Ranking MLS’ most popular teams; New research reveals fascinating results

Thanks to a handful of thriving teams, Major League Soccer enters a 20th season few thought it would reach back when the San Jose Clash and D.C. United kicked things off on April 6th, 1996. We know which clubs have enjoyed the most on-field success, but can we accurately say which teams are the most popular?

It’s an easier answer for other leagues. The Yankee Evil Empire and Red Sox Nation hog baseball attention. The LA Lakers, despite their recent downturn, lap the NBA’s other teams in worldwide popularity. The NFL’s on-field parity leads to a more equal fan distribution, but the Cowboys are still the most popular franchise by a modest margin. In international soccer Manchester United’s marketing folks claim that the Red Devils enjoy the loyalty of 659 million worldwide supporters. While this number is likely highly exaggerated as it’s about 10% of all the people on planet Earth, United’s global popularity is no doubt massive. At the same time, mid-and-bottom-table Premier League clubs’ followings don’t extend much beyond their metropolitan areas.

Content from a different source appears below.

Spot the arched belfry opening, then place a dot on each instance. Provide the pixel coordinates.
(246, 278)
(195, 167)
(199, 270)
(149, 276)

Now, in a World Soccer Talk exclusive, I present a data-driven ranking of each MLS team’s popularity. I’ve used Google Trends to extract information on total search activity for each MLS team. I also used Google’s new “topic” feature, which lets you contemporaneously search for all queries related to a term, for example, it adds “soccer”, “Seattle”, “MLS”, and “schedule” to a “Sounders” search. This search data can accurately measure the interest generated by teams and is routinely used in other fields, from measuring the public’s attention to a news topic, to a movie’s popularity, to a flu season’s severity. Total searches are likely to be, in general, also correlated with the size of the team’s fan base, including both die-hards and casuals alike.

I considered searches over a three-year period from the beginning of 2012 to the end of 2014 – long enough to average out the effect of single events (like Landon Donovan’s retirement or major Designated Player signings like Kaka) and short enough to incorporate recent expansion teams (including the Whitecaps, Timbers and Impact but excluding the yet-to-start NYCFC and Orlando City) in the sample. I included worldwide searches in this study rather than purely U.S. and Canadian ones. The highest search peak in the 2012-2014 period was for the LA Galaxy from July 20th to the 27th in 2014. Google Trends assigns a benchmark value of 100 to this data point, thus I scale each search result in relation to the Galaxy in their top week. All results, across teams and years, are, therefore, rendered comparable in size. Then I compute total searches over the three-year period and normalize the total for the highest ranked team to 100. The others are scaled down proportionally.